Sin darle otra opción, la obligó a girar hasta que sus pechos quedaron pegados a su torso. A través de la fina camisa que él llevaba podía sentir sus pectorales. Los pezones respondieron ante el contacto. Un fogonazo de placer recorrió sus venas, alojándose en su útero.
—Dios —jadeó, posando las palmas sobre el pecho del hombre, intentando separarse—. Para. No quiero bailar.
—Por supuesto que quieres —declaró él, agarrándola firmemente por la cintura.
En ese instante la orquesta cambió de canción y atacó con una de las canciones más bailadas en cualquier verbena nacional: Suspiros de España. Edward soltó una carcajada, apretó la cintura de Bella y comenzó a moverse con ritmo. Al momento se vieron rodeados por todo tipo de parejas, desde ancianos a jovenzuelos, y Bella se vio inmersa en un mar de cuerpos oscilantes que se movían al compás de la música.
Edward aferró la mano derecha de la mujer con la izquierda suya y colocó la que le quedaba libre a la altura de los omóplatos. Mantuvo esa posición siguiendo el compás durante apenas un par de minutos, los suficientes para volverse loco por la necesidad de sentir la tibia carne femenina pegada a él. Inspiró profundamente y desplazó con lentitud la mano que sujetaba el cuerpo femenino, hasta posarla abierta sobre la suave piel del final de la espalda. Presionó con ella hasta que Bella quedó totalmente pegada a él.

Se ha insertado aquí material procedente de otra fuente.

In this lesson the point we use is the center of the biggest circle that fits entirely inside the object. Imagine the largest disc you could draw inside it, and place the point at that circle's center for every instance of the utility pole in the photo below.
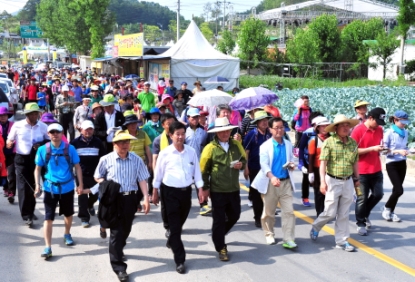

Ella sintió en su vientre la dura erección que pugnaba contra los pantalones del hombre y se rindió.
Se rindió a él, a sus caricias, a su deseo.
Se movieron uno contra otro, los pies punta con punta, la mano derecha de Bella asiendo desmayada la masculina, la otra aferrada a la camisa del hombre. Giraron una y otra vez con los cuerpos tan pegados que parecían uno solo. Sus labios jadearon al unísono sin dejar de mirarse fijamente a los ojos. La piel de Bella era suave y cálida al tacto, la de Edward estaba cubierta de sudor. Los rasgos del hombre eran duros y contenidos, sus labios apretados fuertemente para impedir que gimieran desesperados. Las facciones de la mujer eran dulces, relajadas, sus ojos se entornaban rendidos a la pasión. La mano de Bella se crispó contra el pecho de Edward. Todo su cuerpo tembló.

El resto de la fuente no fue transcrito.